Besides, isn't it a little strange to call a full egalitarian on gender issues a fundamentalist? I know plenty of mainstream evangelicals (who very few evangelicals would class as fundamentalists) who would without hesitation call Doug a liberal on that issue. It would be strange to find anyone who is both a fundamentalist and who could so easily be called a liberal on that issue, wouldn't it?

Doug's views are not simply some party-line set. He thinks for himself and agrees with those who are more conservative then he thinks they're right and not when he thinks they're not. Many of us will agree with him on some things and disagree with him on others, but I'll insist that he's not just accepting some package deal without thinking carefully about it.

Tom Hinkle said...

I think Doug is actually an evangelical and not a fundamentalist (even though, interestingly, Pentecostals are fundamentalistic on most of their beliefs but they have no problem with women in ministry.) I no longer call myself an evangelical but am still a Christian. And, although I don't sound like it, I am adamantly pro-life, but I'm still voting for Obama. For one thing, there are other issues that are important, and for the other, I don't think Roe v. Wade will ever be overturned. Since Roe v. Wade we've had Reagan, Bush 1, and Bush 2, and none of them have been able to "load" the Supreme Court to get it overturned. Even if it would happen some day, I think it would be just temporary because the way cycles run in politics it would be re-established (unless there is an amendment to the constitution, and even that wouldn't guarantee the pro-life doctrine for all time (remember prohibition?)

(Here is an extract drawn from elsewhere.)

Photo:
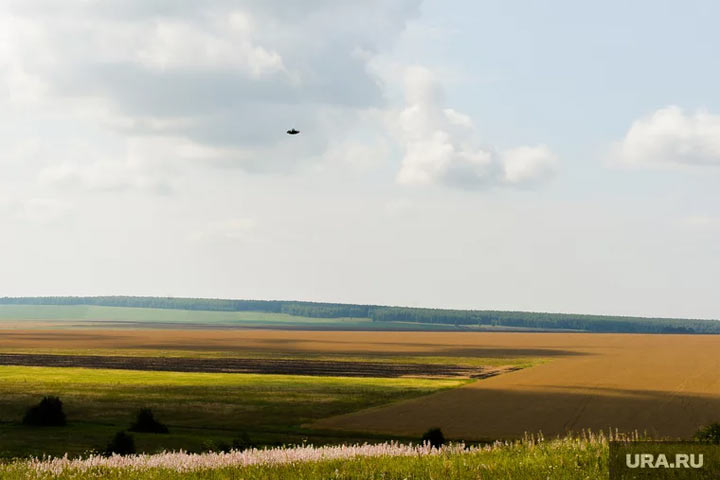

However, I do oppose an amendment to the constitution defining marriage. If homosexuals are allowed to enter into civil unions or even marry, that would not affect your marriage, Doug's marriage, or anyone else's. (I'm a single heterosexual, by the way.)Hollywood celebrities who marry and then divorce after a month or two (if even that) do more to harm the institution of marriage than gay marriage would.

Obama is a layperson and not a Bible scholar, but I don't think he "distorts Jesus" either. Jesus has a different agenda than many people think he does. Read "The Secret Message of Jesus" by Brian McLaren if you want to be enlightened in that area.

Ray said...

Read "The Secret Message of Jesus" by Brian McLaren if you want to be enlightened in that area.

If I want enlightenment, I certainly don't go to Brian McLaren for it.

Tom Hinkle said...

Oh, sorry, I forgot that McLaren is going to a devil's hell where he will burn forever in a fiery pit. (obvious sarcasm)

Nevertheless, his book on Jesus is pretty good, but I know some of you are so thick-headed you wouldn't give it a chance.

Sarah Scott said...

Tom Hinkle,

A rejection of Brian McLaren's (and friends) more radical ideas (i.e. a good percentage of total ideas) does not necessarily equal thick-headedness, though I submit that to be thick-headed is not always a bad thing. After all,an open mind has the *potential* to welcome in junk and let solid thinking escape. Most of the time there are very educated reasons held for not thinking McLaren's work holds up. I, for what its worth, think those reasons are quite solid; if I didn't I would not firmly stand my ground there.

That digression from the topic (sorry Dr. G) is to say that "stubborn" ideas are often times extremely well thought out, and to stand ardently opposed to Obama and even Hillary because of significant moral (and many other) issues is not something to be sneered at.